The tone remained subdued, but now he was reminding me that time was limited. Greg hadn’t left a will, let alone instructions for a funeral. He hadn’t been planning to die. I had tried to think what he would have wanted. ‘What he would have wanted’, that awful patronizing way of talking about the dead, as if they’ve been reduced to caricatures: Greg would have wanted this, Greg would have been amused by that. If Greg had planned his own funeral, he would probably have come up with something strange and homemade, a Viking pyre, ashes shot out of a cannon, buried at sea. I couldn’t compete with him there. I just needed it to be simple.

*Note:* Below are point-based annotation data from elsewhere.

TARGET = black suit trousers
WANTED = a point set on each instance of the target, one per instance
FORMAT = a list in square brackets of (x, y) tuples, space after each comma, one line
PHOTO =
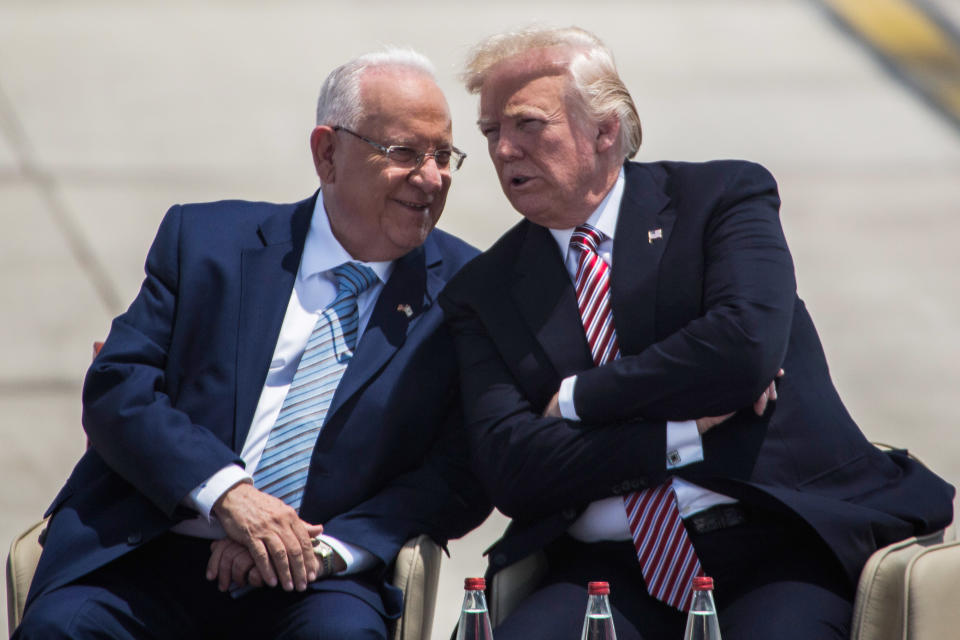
[(772, 577)]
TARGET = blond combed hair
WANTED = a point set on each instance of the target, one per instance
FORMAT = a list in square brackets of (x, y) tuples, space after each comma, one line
[(593, 74)]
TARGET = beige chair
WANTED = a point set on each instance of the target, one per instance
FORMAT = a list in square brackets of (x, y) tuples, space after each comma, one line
[(417, 572), (907, 591)]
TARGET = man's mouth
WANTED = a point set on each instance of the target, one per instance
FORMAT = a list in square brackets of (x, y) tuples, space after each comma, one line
[(419, 206)]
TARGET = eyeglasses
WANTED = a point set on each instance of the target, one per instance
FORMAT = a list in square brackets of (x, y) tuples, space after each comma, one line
[(411, 158)]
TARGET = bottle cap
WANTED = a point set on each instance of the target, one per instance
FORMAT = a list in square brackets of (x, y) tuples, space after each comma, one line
[(475, 584), (702, 583), (598, 588)]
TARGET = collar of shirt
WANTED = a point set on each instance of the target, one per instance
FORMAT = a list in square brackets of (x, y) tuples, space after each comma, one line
[(604, 218), (322, 252)]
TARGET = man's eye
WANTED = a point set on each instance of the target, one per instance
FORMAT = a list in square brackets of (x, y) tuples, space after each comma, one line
[(402, 154), (529, 124)]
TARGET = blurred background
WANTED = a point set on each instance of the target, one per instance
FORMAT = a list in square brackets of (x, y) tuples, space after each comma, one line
[(111, 111)]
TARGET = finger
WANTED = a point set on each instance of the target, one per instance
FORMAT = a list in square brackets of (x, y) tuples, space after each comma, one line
[(262, 559), (299, 553), (311, 563), (225, 571), (241, 566), (216, 550), (278, 558), (761, 404)]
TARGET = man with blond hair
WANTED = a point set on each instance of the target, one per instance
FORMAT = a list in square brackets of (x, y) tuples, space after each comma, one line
[(593, 337), (283, 372)]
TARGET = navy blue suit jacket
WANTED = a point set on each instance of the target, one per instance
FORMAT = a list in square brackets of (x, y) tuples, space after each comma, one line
[(705, 315), (170, 398)]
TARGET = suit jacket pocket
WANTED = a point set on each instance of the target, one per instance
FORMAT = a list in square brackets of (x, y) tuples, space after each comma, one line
[(860, 475)]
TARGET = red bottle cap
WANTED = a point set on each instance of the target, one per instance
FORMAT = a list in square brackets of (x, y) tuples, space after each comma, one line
[(702, 583), (475, 584), (598, 588)]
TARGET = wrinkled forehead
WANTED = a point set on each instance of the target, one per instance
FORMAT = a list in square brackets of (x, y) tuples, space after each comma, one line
[(404, 98)]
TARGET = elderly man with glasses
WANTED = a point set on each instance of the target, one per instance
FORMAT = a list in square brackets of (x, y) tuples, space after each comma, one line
[(277, 411)]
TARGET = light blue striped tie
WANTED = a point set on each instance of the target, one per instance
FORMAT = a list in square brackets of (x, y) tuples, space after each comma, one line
[(282, 471)]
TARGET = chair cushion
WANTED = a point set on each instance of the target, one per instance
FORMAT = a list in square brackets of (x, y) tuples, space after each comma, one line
[(904, 587)]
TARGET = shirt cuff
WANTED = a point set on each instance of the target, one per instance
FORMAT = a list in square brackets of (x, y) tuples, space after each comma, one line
[(356, 558), (206, 495), (565, 399), (683, 444)]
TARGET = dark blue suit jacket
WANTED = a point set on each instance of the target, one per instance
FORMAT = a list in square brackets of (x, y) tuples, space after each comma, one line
[(705, 316), (171, 396)]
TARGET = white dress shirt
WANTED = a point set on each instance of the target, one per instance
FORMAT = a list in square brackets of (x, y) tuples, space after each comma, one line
[(314, 288), (606, 519)]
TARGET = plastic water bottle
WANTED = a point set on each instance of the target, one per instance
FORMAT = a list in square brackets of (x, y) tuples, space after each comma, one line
[(598, 623), (474, 619), (702, 623)]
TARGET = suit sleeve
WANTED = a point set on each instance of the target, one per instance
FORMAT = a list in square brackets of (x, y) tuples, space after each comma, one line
[(722, 360), (533, 466), (127, 412)]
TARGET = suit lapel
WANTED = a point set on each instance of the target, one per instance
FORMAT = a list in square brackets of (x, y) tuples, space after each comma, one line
[(547, 301), (266, 280), (643, 230), (411, 290)]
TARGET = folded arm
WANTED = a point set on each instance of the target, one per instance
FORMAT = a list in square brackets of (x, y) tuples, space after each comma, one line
[(722, 360)]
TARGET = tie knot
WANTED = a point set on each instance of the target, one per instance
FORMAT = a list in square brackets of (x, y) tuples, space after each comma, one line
[(586, 237), (354, 278)]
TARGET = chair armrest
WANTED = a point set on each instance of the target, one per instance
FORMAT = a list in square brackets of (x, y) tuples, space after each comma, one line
[(417, 572), (21, 564)]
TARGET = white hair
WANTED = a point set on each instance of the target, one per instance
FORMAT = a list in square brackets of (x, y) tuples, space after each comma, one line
[(593, 73), (340, 103)]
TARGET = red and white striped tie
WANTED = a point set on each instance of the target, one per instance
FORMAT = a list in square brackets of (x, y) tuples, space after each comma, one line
[(667, 559)]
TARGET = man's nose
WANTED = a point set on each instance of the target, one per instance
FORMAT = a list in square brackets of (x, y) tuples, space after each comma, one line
[(506, 148)]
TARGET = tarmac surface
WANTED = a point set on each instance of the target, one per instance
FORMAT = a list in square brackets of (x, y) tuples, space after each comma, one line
[(111, 111)]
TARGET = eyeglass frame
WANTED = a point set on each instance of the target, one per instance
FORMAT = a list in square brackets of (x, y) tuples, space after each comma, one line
[(421, 155)]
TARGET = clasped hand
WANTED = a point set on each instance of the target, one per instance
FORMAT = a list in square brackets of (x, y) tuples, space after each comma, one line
[(267, 543)]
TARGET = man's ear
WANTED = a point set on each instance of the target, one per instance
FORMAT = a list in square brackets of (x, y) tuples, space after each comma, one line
[(323, 142), (608, 130)]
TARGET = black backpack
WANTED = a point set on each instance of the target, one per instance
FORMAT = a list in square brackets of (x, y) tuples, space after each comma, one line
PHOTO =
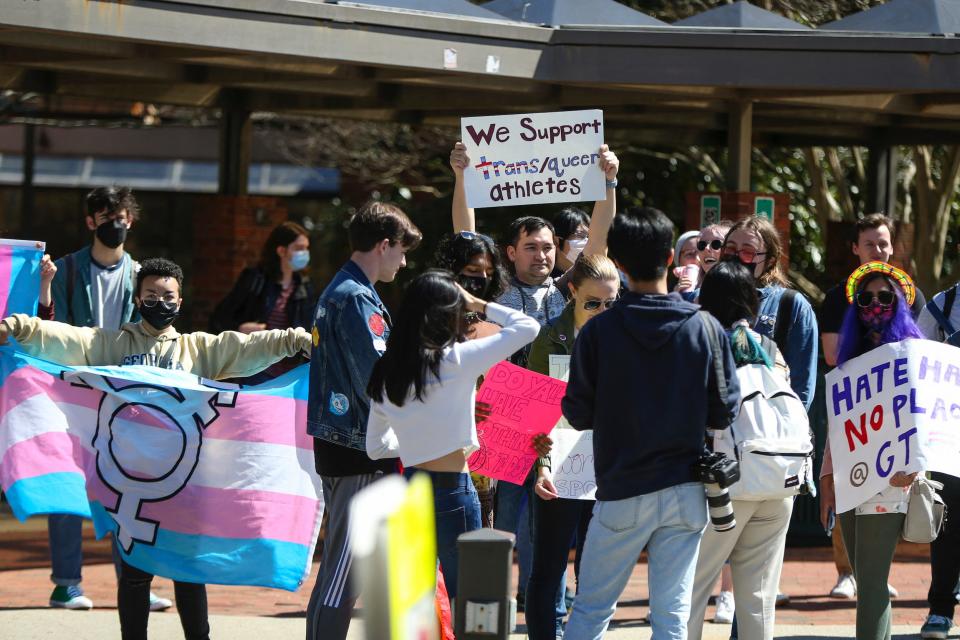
[(948, 332)]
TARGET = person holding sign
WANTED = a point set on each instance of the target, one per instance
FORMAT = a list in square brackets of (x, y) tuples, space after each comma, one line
[(645, 377), (532, 252), (477, 266), (755, 546), (422, 396), (594, 286), (880, 296)]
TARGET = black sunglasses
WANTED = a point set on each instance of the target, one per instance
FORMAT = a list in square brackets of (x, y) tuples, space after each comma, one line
[(472, 235), (716, 245), (593, 305), (885, 298)]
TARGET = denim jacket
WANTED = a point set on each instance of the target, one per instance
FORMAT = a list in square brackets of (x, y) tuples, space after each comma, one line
[(802, 342), (79, 311), (350, 330)]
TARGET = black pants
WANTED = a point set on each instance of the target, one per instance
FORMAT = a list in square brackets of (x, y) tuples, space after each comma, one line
[(945, 552), (556, 522), (133, 603)]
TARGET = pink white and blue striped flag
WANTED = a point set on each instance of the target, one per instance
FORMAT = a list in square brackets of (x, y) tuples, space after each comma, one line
[(198, 481), (19, 276)]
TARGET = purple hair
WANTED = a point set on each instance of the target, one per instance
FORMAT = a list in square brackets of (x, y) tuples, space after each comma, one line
[(853, 340)]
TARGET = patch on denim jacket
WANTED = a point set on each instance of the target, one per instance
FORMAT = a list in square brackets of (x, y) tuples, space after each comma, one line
[(339, 405), (377, 326)]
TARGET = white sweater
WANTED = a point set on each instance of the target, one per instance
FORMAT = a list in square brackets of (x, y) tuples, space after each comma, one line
[(443, 422)]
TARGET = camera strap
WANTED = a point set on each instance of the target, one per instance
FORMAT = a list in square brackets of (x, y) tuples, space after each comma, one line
[(717, 356)]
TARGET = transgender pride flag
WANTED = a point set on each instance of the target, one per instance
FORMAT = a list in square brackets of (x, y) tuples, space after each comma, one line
[(19, 276), (198, 481)]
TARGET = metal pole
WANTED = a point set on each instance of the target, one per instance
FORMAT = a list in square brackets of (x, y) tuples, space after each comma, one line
[(739, 145), (882, 179), (26, 189)]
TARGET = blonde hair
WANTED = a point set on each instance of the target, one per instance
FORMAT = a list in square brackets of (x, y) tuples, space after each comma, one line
[(772, 272), (594, 267)]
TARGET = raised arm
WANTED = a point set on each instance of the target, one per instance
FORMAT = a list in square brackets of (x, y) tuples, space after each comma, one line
[(55, 341), (519, 329), (381, 439), (603, 210), (464, 218), (232, 354)]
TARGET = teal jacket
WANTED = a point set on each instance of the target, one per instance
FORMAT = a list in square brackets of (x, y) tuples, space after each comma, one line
[(71, 300), (554, 339)]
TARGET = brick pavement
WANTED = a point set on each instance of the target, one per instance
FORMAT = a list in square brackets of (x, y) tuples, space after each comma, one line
[(807, 577)]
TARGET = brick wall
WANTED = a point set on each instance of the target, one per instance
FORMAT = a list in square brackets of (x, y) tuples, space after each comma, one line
[(228, 234)]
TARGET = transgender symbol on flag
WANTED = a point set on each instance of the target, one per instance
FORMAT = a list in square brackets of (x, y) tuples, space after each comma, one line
[(144, 453)]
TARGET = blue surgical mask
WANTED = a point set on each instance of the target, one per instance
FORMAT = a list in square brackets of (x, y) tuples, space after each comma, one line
[(299, 260)]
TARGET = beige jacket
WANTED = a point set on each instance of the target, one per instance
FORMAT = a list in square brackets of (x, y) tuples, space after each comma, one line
[(228, 355)]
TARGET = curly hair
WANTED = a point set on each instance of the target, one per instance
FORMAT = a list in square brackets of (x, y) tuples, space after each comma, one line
[(455, 250)]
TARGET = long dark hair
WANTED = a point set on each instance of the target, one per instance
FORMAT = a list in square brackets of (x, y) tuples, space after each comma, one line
[(431, 318), (283, 235), (772, 271), (853, 339), (456, 250), (729, 294)]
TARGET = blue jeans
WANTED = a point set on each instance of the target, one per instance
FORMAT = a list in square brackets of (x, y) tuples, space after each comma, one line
[(556, 524), (66, 550), (670, 523), (457, 509)]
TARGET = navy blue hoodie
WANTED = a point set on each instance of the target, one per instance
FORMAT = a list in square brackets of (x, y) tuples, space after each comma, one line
[(642, 377)]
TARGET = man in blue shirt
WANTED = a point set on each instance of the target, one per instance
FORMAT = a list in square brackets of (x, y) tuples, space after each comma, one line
[(350, 331), (93, 287), (644, 378)]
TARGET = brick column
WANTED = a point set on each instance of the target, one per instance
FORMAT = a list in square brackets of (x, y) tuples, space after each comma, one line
[(228, 234)]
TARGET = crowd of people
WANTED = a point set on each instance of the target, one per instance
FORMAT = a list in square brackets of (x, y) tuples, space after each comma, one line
[(649, 319)]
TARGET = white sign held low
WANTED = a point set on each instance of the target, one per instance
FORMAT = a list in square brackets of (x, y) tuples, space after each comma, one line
[(572, 458), (895, 408), (534, 158)]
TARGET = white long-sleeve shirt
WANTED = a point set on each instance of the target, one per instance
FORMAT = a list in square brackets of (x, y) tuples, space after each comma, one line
[(444, 422)]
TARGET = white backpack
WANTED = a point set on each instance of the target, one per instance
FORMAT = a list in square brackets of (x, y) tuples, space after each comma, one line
[(770, 437)]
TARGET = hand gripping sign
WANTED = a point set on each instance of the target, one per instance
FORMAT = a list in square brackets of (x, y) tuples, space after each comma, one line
[(147, 443), (894, 408)]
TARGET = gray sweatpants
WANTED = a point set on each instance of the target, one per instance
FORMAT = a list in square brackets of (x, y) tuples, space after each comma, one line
[(755, 550), (334, 594)]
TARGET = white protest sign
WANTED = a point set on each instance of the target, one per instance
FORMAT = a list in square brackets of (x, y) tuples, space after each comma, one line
[(559, 366), (895, 408), (572, 458), (533, 158)]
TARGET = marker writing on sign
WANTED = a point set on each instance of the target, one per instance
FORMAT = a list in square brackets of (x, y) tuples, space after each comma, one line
[(531, 133)]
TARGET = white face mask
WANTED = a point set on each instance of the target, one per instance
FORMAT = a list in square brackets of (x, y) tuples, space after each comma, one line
[(577, 245)]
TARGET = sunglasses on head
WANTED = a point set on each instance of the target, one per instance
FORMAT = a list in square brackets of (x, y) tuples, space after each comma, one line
[(885, 298), (747, 254), (472, 235), (593, 305)]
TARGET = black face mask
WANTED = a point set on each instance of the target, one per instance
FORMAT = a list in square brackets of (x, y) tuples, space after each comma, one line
[(161, 315), (475, 285), (112, 233)]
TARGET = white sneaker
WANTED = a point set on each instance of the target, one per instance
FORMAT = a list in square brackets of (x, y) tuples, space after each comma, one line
[(159, 604), (70, 598), (845, 588), (725, 608)]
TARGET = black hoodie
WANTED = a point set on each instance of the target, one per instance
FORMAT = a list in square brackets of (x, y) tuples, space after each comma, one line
[(642, 377)]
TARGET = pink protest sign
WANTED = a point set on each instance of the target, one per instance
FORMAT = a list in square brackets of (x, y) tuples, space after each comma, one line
[(522, 403)]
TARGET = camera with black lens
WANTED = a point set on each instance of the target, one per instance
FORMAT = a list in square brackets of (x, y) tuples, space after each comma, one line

I made the decisions quickly. Cremation. A non-religious ceremony. Maybe somebody could say something, we could play a piece of music. Then there was the question of the coffin. More irrelevant thoughts kept coming to me. When we had decided to get married, Greg insisted on getting me an engagement ring and we went to Hatton Garden together. It turned out that Greg knew all about types of metal and carats and stones. Things I had never even thought of turned out to be important. I was sure he would have had strong views on the coffin. The mahogany was probably dubiously sourced. The plastic lining on the cheapest would probably contribute to global warming. Maybe all cremations did. He knew things like that.

‘Do people really buy cardboard coffins?’ I asked.

‘Absolutely,’ said Mr Collingwood. ‘Some families like to decorate them, paint them and so forth. They can look…’ he seemed to search for the right word ‘… remarkable.’

I could have done it. I could even have built the coffin. I had made most of the things in our house or, at least, restored them.